As melanomas arising in young women are commonly associated with tanning bed use, these diseases can be minimized by educating patients to avoid artificial tanning habits and strongly regulating their use. The World Health Organization, the International Commission on Non-Ionizing Radiation Protection, and the European Society of Skin Cancer Prevention have all maintained that the highest regulatory priorities should be the restriction of sunbed use by people younger than 18 years of age and the banning of unsupervised indoor tanning facilities. Such restrictions have been implemented in Australia and several European countries, including Austria, France, Germany, Portugal, Belgium, Scotland, and Spain.

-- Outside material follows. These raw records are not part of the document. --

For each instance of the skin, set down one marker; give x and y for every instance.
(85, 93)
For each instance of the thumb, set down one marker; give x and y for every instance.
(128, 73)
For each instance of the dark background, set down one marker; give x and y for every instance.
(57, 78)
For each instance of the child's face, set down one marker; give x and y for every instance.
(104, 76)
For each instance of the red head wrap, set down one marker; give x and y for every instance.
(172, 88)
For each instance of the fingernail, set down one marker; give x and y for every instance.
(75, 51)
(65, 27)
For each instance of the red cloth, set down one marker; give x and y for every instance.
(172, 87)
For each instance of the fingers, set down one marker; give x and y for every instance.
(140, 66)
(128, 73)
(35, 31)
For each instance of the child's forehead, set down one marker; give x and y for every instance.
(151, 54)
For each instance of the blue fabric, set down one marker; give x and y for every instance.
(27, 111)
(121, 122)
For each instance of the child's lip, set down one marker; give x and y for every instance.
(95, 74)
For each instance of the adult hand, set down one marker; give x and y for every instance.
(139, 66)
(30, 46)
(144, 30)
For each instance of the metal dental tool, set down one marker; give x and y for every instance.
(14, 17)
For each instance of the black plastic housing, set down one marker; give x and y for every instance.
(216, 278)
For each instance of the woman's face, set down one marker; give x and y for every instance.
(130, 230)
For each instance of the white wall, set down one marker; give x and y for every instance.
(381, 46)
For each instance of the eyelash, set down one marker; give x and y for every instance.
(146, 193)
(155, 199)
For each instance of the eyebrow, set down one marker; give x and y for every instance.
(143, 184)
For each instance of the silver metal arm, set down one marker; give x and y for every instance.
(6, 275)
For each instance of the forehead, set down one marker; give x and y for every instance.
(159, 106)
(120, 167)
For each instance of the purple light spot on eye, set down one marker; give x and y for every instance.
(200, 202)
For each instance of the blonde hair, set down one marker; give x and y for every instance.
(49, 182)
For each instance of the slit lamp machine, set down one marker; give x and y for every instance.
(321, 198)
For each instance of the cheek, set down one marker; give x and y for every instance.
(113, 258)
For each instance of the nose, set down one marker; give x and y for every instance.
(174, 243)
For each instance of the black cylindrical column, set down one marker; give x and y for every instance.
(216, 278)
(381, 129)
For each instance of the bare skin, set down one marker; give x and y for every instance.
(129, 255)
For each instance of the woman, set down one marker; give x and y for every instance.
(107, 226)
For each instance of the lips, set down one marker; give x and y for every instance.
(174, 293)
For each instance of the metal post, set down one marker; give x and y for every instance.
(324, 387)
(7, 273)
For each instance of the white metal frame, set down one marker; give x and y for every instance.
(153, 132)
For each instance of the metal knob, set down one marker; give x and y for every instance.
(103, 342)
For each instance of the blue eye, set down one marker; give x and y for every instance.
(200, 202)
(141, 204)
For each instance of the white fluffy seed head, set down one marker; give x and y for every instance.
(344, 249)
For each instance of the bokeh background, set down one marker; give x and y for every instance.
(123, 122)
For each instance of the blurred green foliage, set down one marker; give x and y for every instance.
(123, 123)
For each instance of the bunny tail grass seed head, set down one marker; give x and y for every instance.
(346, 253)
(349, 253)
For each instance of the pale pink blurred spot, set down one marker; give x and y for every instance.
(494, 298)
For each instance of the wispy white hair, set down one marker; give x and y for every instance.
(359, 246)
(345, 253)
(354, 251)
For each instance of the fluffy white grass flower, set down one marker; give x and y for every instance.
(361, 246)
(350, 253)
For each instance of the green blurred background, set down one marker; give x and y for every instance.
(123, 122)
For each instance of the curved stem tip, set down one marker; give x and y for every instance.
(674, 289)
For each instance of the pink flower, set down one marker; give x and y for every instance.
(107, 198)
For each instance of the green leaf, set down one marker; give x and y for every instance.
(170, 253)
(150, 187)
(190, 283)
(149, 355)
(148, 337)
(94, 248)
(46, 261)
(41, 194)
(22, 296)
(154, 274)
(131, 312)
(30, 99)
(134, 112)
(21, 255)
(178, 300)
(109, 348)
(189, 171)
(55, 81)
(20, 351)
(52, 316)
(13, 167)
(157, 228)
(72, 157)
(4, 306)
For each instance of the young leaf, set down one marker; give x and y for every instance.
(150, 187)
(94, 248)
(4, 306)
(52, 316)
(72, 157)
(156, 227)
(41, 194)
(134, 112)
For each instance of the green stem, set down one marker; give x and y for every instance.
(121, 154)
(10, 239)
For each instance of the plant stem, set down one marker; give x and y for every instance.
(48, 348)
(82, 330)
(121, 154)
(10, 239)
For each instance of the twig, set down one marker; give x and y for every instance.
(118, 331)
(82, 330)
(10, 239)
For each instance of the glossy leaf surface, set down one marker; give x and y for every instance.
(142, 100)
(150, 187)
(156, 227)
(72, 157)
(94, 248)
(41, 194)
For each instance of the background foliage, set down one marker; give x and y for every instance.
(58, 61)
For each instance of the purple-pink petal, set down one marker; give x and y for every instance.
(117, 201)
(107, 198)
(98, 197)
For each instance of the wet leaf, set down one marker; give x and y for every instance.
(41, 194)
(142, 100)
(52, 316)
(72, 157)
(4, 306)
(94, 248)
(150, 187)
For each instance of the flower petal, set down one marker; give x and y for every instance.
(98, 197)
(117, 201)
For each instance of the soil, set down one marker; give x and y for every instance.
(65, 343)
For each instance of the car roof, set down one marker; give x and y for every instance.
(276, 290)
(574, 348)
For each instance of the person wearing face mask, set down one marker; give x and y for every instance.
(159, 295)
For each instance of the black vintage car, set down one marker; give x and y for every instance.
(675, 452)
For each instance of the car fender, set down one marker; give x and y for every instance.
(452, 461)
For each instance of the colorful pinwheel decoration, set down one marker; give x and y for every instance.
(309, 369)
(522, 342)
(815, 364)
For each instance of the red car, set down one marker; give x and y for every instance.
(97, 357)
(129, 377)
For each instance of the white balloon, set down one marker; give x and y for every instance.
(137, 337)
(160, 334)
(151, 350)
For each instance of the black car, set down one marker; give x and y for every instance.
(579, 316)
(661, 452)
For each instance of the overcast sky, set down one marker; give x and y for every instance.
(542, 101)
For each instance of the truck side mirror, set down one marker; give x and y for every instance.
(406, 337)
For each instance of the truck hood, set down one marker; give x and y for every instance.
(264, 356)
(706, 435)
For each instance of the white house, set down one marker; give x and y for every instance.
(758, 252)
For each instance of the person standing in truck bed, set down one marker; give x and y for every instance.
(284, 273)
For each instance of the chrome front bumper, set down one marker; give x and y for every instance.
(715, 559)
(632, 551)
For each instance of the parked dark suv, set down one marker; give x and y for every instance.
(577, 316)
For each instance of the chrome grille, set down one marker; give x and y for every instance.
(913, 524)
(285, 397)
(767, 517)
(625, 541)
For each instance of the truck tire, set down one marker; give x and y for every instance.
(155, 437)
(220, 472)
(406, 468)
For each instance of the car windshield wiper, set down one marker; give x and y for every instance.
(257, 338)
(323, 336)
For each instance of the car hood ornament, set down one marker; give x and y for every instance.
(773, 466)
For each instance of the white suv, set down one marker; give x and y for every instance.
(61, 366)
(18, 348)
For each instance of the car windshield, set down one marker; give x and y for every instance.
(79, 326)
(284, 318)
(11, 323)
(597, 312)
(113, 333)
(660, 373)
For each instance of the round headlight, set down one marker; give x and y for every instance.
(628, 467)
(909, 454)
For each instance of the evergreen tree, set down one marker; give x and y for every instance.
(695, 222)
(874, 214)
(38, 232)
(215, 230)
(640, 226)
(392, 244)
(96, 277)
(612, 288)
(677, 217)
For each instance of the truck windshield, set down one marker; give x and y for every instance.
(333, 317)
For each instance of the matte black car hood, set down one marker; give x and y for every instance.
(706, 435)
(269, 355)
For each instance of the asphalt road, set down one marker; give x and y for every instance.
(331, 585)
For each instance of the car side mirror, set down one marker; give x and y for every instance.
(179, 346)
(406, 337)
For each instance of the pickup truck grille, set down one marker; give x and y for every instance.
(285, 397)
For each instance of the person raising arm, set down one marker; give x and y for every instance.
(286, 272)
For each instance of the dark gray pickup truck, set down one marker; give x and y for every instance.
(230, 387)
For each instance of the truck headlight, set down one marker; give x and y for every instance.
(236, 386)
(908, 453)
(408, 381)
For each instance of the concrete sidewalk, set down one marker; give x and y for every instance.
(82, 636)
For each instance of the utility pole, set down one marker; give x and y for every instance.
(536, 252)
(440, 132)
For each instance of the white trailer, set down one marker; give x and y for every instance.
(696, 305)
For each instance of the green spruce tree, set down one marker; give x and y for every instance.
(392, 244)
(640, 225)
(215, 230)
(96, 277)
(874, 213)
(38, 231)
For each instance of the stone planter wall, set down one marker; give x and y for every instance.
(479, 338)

In May 2014, the U.S. Food and Drug Administration formally reclassified sunlamp products and UV lamps intended for use in sunlamp products from low-risk (class I) to moderate-risk (class II) devices. Along with this reclassification came the mandate that all sunlamp products carry a visible black-box warning on the device that explicitly states that the sunlamp product should not be used on persons younger than 18 years of age. Furthermore, certain marketing information associated with these devices must provide additional and specific warning statements and contraindications (http://www.fda.gov/NewsEvents/Newsroom/PressAnnouncements/ucm399222.htm). On legislative fronts, only nine states (CA, DE, IL, LA, MN, NV, OR, TX, and VT) have banned access to indoor tanning for adolescents younger than age 18 years.

Conclusion

Mounting evidence suggests that both biological and environmental factors explain observed gender differences in melanoma incidence and outcome. Innate gender differences in hormones, immune homeostasis, and oxidative stress likely contribute to the sexual disparity in melanoma survival. Beyond these innately biological differences, behaviors, such as tanning bed use, also clearly shape melanoma risk. Understanding gender differences allows for targeted interventions. For instance, increased awareness of the modifiable risks of tanning behavior has yielded bans in nine states, with pending legislation in additional states that promises to explicitly ban under-18 indoor tanning. Similarly, better understanding of innate biological differences in melanoma between the genders may yield improved targeted therapies.